Después de Bens, la reducción de residuos y la reutilización vuelven al foco
Tres décadas después de la catástrofe
Greenpeace recuerda, con motivo del 30.º aniversario del colapso del vertedero de Bens, en A Coruña, la necesidad de transformar el modelo de gestión de residuos y reducir la generación de residuos desde el origen.
El 10 de septiembre de 1996, el vertedero, que había acumulado durante dos décadas más de un millón de toneladas de basura, sufrió un colapso provocado, según Greenpeace, por la acumulación masiva de residuos, las filtraciones y la acumulación de gases. Entre 100.000 y 200.000 toneladas de residuos se precipitaron ladera abajo hasta O Portiño y alcanzaron el mar. El suceso provocó la muerte de un vecino de A Coruña, Joaquín Serantes, cuyo cuerpo no pudo ser recuperado.
Del vertedero de Bens a Nostián
La catástrofe impulsó cambios en el modelo de gestión de residuos de la ciudad. Greenpeace recuerda que el sellado y la recuperación ambiental del espacio requirieron una inversión superior a 10.000 millones de pesetas y que la zona se transformó posteriormente en el Parque de Bens, con unos 600.000 metros cuadrados.
El desastre también contribuyó, según la organización, a la aprobación de la Ordenanza de Gestión de Residuos Municipales y al posterior impulso, en 1999, de la planta de tratamiento de Nostián. Esta instalación nació con un modelo basado en la separación, el reciclaje y el compostaje como alternativa a la incineración.

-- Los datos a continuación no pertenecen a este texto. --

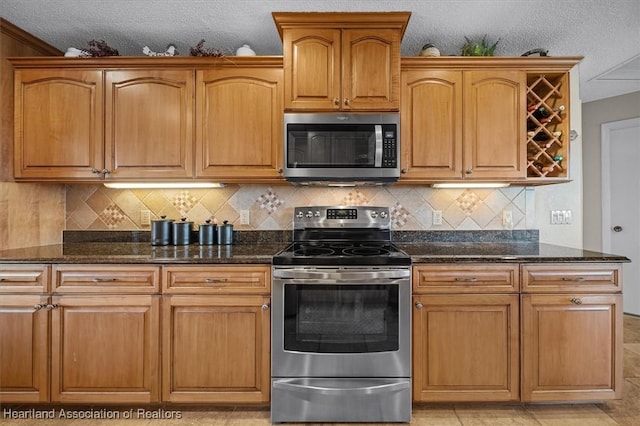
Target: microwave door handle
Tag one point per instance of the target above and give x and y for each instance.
(378, 156)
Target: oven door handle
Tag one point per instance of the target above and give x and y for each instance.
(294, 385)
(339, 275)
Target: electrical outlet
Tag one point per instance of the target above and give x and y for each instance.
(437, 217)
(244, 217)
(145, 217)
(507, 218)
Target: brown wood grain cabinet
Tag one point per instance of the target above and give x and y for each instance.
(571, 333)
(58, 124)
(463, 125)
(24, 333)
(335, 61)
(216, 334)
(239, 124)
(465, 346)
(149, 123)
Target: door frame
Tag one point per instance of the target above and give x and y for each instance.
(605, 156)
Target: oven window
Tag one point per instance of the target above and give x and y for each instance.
(330, 145)
(341, 318)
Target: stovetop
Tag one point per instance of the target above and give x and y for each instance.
(342, 235)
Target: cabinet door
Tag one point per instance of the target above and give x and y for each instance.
(495, 124)
(431, 124)
(149, 123)
(24, 349)
(312, 69)
(105, 349)
(239, 124)
(371, 69)
(465, 348)
(58, 124)
(216, 349)
(571, 347)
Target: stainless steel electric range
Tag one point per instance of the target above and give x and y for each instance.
(341, 320)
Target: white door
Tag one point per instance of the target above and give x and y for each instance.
(621, 203)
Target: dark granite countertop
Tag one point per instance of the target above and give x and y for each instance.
(421, 252)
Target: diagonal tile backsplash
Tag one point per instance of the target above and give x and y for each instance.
(95, 207)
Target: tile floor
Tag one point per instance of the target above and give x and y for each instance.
(622, 412)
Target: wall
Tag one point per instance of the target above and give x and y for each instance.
(30, 214)
(595, 114)
(271, 207)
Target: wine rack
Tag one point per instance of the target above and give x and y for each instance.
(548, 125)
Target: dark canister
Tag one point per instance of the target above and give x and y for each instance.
(161, 231)
(182, 232)
(225, 233)
(207, 233)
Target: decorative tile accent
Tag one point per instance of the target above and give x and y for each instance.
(112, 216)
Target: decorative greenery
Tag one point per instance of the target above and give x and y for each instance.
(479, 48)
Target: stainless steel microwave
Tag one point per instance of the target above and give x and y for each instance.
(347, 148)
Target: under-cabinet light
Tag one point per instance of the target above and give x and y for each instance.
(470, 185)
(162, 185)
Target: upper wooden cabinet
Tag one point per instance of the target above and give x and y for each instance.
(239, 123)
(463, 125)
(466, 117)
(341, 61)
(149, 123)
(144, 119)
(58, 124)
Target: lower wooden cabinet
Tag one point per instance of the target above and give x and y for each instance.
(105, 349)
(24, 349)
(216, 349)
(465, 348)
(572, 347)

Tres décadas después, Greenpeace pone el foco precisamente en la situación de Nostián. La organización considera que la planta atraviesa un periodo de falta de inversión y modernización, con una concesión caducada y retrasos en la licitación de un nuevo contrato. Según su valoración, esta situación se ha traducido en bajas tasas de recuperación de materiales, un elevado rechazo de residuos destinados a vertedero y problemas operativos y laborales.
Reutilización y reducción frente al modelo de usar y tirar
Para Greenpeace, la principal lección de Bens no se limita a la gestión de los residuos una vez generados. La organización reclama actuar también sobre su generación y plantea dar prioridad a la reutilización frente al reciclaje, reducir la producción de plásticos de un solo uso y avanzar hacia sistemas de reutilización y rellenado.
Entre sus demandas figura asimismo la implantación del Sistema de Depósito, Devolución y Retorno, junto con una mayor responsabilidad de los productores y distribuidores sobre los residuos asociados a los productos que introducen en el mercado.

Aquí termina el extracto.